Среди ночи он вдруг проснулся весь в поту и задыхаясь от жажды. Нащупав в темноте графин на ночном столике, стал жадно пить, несколько капель леденящей воды затекло за ворот ночной рубашки. Сердце колотилось, словно он мчался куда-то сломя голову. Только что мучивший его сон сразу же распался на отдельные смутные клочки, едва он попытался восстановить его в памяти. Конторский стол, огромная бухгалтерская книга со сплошь исписанными страницами, рука, протягивающая бланк, где всего два слова: «парное молоко».
Он вновь откинулся на спину, и ему почудилось, будто под кроватью тихо скребется кот. Внезапно всплыл еще один обрывок сна, удивительно четко и явственно: кольцо… Да ведь это же было нынче вечером, внизу, в столовой! Его зовут Кеслер. Это на его руке…
Рука вдруг оказалась возле самой подушки, сжала, как клещами, сердце, выросла до чудовищных размеров и улеглась поверх перины. А перина оказалась покрытой зеленым линолеумом и превратилась в банковский прилавок. Разве он не сказал: «Я знаю Герлиц»? Разве он не сказал: «Мне ненавистен этот город, мне ненавистен ты, Бертольд Шнабель, родившийся двадцать седьмого мая тысяча девятьсот восьмого года, признанный негодным к военной службе, служащий Дрезденского банка»? «…настоящим подтверждается, что господин Бертольд Шнабель проявил себя как образцовый и исполнительный служащий с высокоразвитым чувством долга. Он не только отдавал все силы на службу фирме, но отличался истинно товарищеским и теплым отношением…» Рука, лежавшая на линолеуме, приблизилась. Оправа камня была четырехугольной, он видел это совершенно ясно, так же ясно, как в тот день…

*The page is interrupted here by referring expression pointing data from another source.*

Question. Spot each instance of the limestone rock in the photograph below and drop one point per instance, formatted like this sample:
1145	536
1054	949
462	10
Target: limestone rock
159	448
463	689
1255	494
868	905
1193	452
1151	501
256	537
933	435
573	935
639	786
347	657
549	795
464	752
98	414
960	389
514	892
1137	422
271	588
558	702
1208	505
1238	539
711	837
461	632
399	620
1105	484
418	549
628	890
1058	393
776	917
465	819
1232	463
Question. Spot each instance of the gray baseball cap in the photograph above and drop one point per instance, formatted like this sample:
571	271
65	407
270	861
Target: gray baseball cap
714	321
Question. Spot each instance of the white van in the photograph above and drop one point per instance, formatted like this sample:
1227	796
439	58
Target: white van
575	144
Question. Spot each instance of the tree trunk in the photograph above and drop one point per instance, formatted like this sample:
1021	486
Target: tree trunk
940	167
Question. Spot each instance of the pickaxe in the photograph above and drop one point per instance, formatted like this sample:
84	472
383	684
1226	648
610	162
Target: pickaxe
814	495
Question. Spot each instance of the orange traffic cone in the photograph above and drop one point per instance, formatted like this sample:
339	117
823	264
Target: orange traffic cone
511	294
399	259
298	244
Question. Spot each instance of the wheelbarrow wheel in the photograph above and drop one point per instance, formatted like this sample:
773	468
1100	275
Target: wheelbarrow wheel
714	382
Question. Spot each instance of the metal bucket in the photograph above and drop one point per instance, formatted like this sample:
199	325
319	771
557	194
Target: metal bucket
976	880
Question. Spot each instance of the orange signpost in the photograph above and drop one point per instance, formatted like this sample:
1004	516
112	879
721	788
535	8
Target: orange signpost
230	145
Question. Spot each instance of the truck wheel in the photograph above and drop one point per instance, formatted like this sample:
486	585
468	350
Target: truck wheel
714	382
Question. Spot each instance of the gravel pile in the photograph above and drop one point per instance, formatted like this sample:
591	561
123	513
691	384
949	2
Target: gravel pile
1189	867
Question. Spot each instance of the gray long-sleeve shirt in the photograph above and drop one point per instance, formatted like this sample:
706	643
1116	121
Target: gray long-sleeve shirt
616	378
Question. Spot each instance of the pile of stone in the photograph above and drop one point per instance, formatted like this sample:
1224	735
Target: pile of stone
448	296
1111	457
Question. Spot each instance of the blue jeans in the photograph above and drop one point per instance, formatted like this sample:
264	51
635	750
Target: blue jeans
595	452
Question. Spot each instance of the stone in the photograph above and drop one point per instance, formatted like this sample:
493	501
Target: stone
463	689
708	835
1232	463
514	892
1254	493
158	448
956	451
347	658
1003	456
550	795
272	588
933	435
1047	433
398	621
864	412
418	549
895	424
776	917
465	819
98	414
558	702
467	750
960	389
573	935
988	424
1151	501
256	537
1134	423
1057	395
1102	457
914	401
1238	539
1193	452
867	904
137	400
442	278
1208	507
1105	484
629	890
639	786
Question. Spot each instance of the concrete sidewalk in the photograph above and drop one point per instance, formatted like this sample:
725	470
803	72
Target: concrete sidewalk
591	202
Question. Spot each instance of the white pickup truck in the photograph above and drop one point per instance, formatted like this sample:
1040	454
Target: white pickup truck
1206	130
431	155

— Сегодня четырнадцатое января, господин Шнабель, оторвите же наконец листок на вашем календаре! Хорошо провели воскресенье? Не пожертвуете ли сколько-нибудь в фонд зимней помощи? Сами понимаете, — никого не минует. Ох, уж эти вечные сборы! В списке пока еще никого нет. Но если вы первый что-нибудь проставите, остальные уже будут этого придерживаться, понимаете? Тогда каждый даст чуть побольше, потому как пример заражает. Так, большое спасибо!
Фрау Цимзен, несмотря на голодные времена, все толстела, весь банк подтрунивал над ней, — может, даже из зависти. Она была освобождена от рытья противотанковых рвов вокруг города. «С щитовидкой шутки плохи, — так прихватит, что и помереть недолго».